Style-Pro: Style-Guided Prompt Learning for Generalizable Vision-Language Models

TL;DR

Style-Pro is proposed, a novel style-guided prompt learning framework that mitigates overfitting and preserves the zero-shot generalization capabilities of CLIP, and consistently surpasses state-of-the-art methods in various settings, including base-to-new generalization, cross-dataset transfer, and domain generalization.

Abstract

Pre-trained Vision-language (VL) models, such as CLIP, have shown significant generalization ability to downstream tasks, even with minimal fine-tuning. While prompt learning has emerged as an effective strategy to adapt pre-trained VL models for downstream tasks, current approaches frequently encounter severe overfitting to specific downstream data distributions. This overfitting constrains the original behavior of the VL models to generalize to new domains or unseen classes, posing a critical challenge in enhancing the adaptability and generalization of VL models. To address this limitation, we propose Style-Pro, a novel style-guided prompt learning framework that mitigates overfitting and preserves the zero-shot generalization capabilities of CLIP. Style-Pro employs learnable style bases to synthesize diverse distribution shifts, guided by two specialized loss functions that ensure style diversity and content integrity. Then, to minimize discrepancies between unseen domains and the source domain, Style-Pro maps the unseen styles into the known style representation space as a weighted combination of style bases.

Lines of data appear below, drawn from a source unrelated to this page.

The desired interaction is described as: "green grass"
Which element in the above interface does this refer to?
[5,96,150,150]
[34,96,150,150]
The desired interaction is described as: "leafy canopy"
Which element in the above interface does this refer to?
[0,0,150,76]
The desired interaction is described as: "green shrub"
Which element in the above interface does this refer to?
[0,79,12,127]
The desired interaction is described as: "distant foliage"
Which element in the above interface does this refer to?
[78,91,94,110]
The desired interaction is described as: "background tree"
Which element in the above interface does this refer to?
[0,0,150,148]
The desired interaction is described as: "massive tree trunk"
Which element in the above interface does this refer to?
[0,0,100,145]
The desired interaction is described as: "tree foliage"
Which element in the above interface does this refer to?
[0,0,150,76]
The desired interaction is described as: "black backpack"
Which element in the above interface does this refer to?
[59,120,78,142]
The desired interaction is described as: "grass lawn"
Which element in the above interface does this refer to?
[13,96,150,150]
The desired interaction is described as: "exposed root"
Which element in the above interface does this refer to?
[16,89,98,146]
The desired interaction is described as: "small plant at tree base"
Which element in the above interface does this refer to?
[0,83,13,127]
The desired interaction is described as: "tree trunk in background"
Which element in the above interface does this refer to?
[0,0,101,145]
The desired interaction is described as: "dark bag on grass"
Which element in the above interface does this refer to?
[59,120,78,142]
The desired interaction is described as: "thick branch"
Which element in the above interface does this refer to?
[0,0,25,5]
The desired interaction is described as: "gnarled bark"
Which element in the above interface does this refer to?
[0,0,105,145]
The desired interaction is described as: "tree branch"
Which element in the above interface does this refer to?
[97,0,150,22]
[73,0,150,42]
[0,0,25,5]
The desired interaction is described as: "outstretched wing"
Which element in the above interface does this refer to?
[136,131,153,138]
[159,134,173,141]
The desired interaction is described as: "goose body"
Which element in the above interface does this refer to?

Moreover, to maintain consistency between the style-shifted prompted model and the original frozen CLIP, Style-Pro introduces consistency constraints to preserve alignment in the learned embeddings, minimizing deviation during adaptation to downstream tasks. Extensive experiments across 11 benchmark datasets demonstrate the effectiveness of Style-Pro, consistently surpassing state-of-the-art methods in various settings, including base-to-new generalization, cross-dataset transfer, and domain generalization.

Paper Structure

This paper contains 15 sections, 12 equations, 3 figures, 5 tables.

Figures (3)

  • Figure 1: Illustration of the proposed style shift learning approach. Simply mixing feature statistics zhou2021domainwang2022feature from the source domain does not generate styles sufficiently distinct from the source domain. Style-Pro addresses this by employing a learnable set of style bases to synthesize style bases beyond the source domain. Furthermore, mapping unseen styles into the style representation space as a weighted combination of these style bases reduces the discrepancy between unseen domains and the source domain.
  • Figure 2: Overview of the proposed Style-Pro framework. Style-Pro introduces a style-guided prompt learning framework, incorporating a novel style shift learning approach in the feature space through a learnable set of style bases. Unseen styles are mapped into the style representation space as a weighted combination of style bases, reducing style discrepancies and improving performance on OOD data. Furthermore, Style-Pro ensures consistency between the embeddings of the prompted and frozen models during adaptation, which facilitates fine-tuning of CLIP while preserving its generalization capabilities.
  • Figure 3: (a) Ablation study on style shift learning at different layers of the vision encoder. (b) Ablation study on the impact of the number of learnable style bases.